Today, Atlanta native Tracy Gates who took over the restaurant in 1987 from her father, knows Southern cooking is all in the detail. She makes every dish from scratch with local, seasonal ingredients and purchases all of her products from the farmer's market.
Gates also believes in learning from history and keeps her self-described 'manuals on foot' close. "I always keep an elder cook on staff who are usually in their 60's and 70's because I tend to run into challenges with the products with the way they grow them now," Gates notes.
That also includes those in the front of the restaurant. Jacqueline Baity has been a server at BusyBee for more than 30 years. She wears a hat that reads 'Queen Bee' and without hesitation will tell you why Busy Bee has stood the test of time, "The food is cooked with love."
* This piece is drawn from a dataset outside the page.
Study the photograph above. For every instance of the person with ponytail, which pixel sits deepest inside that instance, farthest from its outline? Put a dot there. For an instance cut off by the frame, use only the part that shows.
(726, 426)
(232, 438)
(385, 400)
Chef Richard Sanders II, who was born and raised in Atlanta, says that "the South on the Plate" logo on the tee shirts worn by the staff at Busy Bee, is as much about the feeling as the food. "It literally tastes like home like when I was five years old and going to Big Mamma's house," he recalls.
And the customers agree. 85 year old Mary Grissom has been coming to Busy Bee for what she calls 'a long time.' She keeps coming back because she says, "It's just like home." Her advice to anyone who hasn't tried this southern staple, "They don't know what they are missing."
And for Gates, although her food has won many awards, a smile and a nod from a customer like Mary, may be the highest honor. Gates says, "The best compliment is from an elderly person because this is what they grew up on. If I can reproduce what they know, I know hit it."
Despite the fact Busy Bee does not advertise, demand is so high customers can wait up to two hours to be seated. Fortunately, a second restaurant is slated to open this coming January on 111 Trinity Avenue in downtown which will include a commercial kitchen to also allow for more catering and shipping options outside of Georgia.